"Silicon Valley
long has had ties to military, intelligence agencies." That's the title of a story in today's
Mercury News (CA), which reports that some of Silicon Valley's leading Internet companies have been rocked by disclosures about their involvement with the secret
government intelligence program called PRISM.
PRISM is a clandestine national security electronic surveillance program that has been operated by the U.S. National Security Agency (NSA) since 2007. But its tie-in with Silicon Valley hardly represents the first instance of U.S. military and intelligence officials turning to the tech industry for help.
The Mercury News story includes a revealing quote from longtime Silicon Valley Watcher Lenny Siegel, who now runs the nonprofit Pacific Studies Center in Mountain View. " The industry has always tried to make it seem like it was all venture capitalists and free thinkers. And it does include those people ," Siegel said. "But there's no question that the government, particularly the military, was a driving force in the development of the computer technology that we use today."
The newspaper article makes this further point: "Experts say the government has had good reason to cultivate ties with Silicon Valley companies.... The valley has what U.S. military and intelligence agencies want: cutting-edge technology and online services--from social networks to Web-based email and video chat rooms--that people all over the world use to communicate and share information."
Brandon Bailey of the Mercury News says Silicon Valley's ties to the government are decades old.
"Back in the 1980s, the valley's biggest employer was Sunnyvale's Lockheed Missiles and Space, which developed weapons and spy satellites for the Defense Department. The Internet itself started as a defense research project. And military contracts helped support the famed SRI think tank in Menlo Park, where researchers have developed and in some cases spun off pioneering technology used in robotics, mapping and the voice-recognition software that powers Apple's (AAPL) Siri personal assistant."

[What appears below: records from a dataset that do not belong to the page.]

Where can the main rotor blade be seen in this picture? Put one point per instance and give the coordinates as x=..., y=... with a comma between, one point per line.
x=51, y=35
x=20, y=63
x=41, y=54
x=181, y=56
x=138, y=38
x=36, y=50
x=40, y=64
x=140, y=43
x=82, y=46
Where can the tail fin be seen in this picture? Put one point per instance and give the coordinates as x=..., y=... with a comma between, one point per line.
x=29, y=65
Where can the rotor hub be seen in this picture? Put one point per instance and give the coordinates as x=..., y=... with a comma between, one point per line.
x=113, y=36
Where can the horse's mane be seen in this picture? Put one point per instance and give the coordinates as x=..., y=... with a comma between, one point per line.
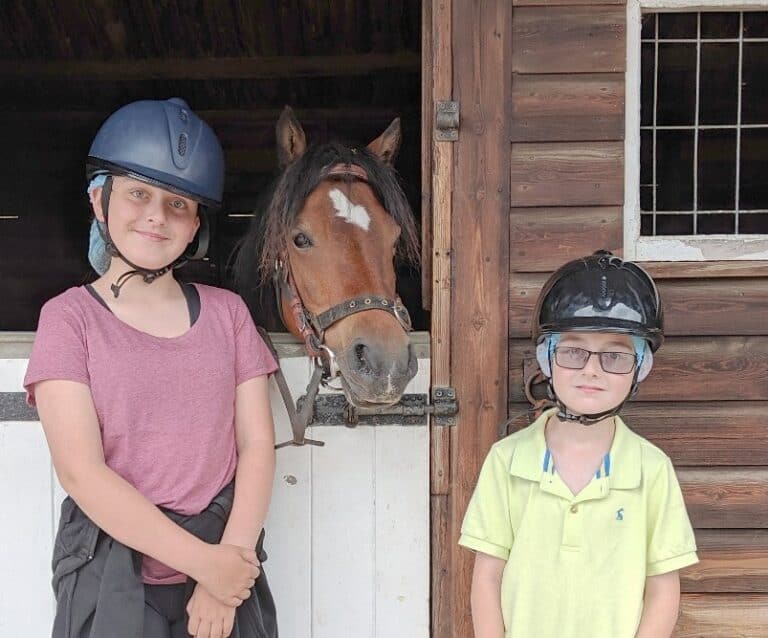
x=267, y=236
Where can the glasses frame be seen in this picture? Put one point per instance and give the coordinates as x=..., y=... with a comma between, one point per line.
x=599, y=358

Not surprisingly, as the Mercury News also points out today, the CIA has its own venture capital fund, In-Q-Tel, to help finance promising tech startups. "Software-makers such as Palo Alto's Palantir Technologies sell sophisticated programs that law enforcement and intelligence agencies use to analyze vast amounts of data. Mainline companies such as Cisco Systems (CSCO), Oracle (ORCL) and Hewlett-Packard (HPQ) have multimillion-dollar contracts to supply computer hardware and tech services to the military and other government offices."
According to the Mercury News, tech companies have also collaborated voluntarily with U.S. authorities in areas such as computer security. In recent years, Intel's (INTC) McAfee unit and other security firms have shared information and advised government officials about computer viruses and other malicious Internet attacks.
"The government, in turn, has provided access to some of its knowledge on the subject, the Mercury News reports in conclusion: "A few years ago, according to Bloomberg News, U.S. authorities gave Google co-founder Sergey Brin a top-secret briefing on a Chinese army unit that was linked to an attack on Google's network."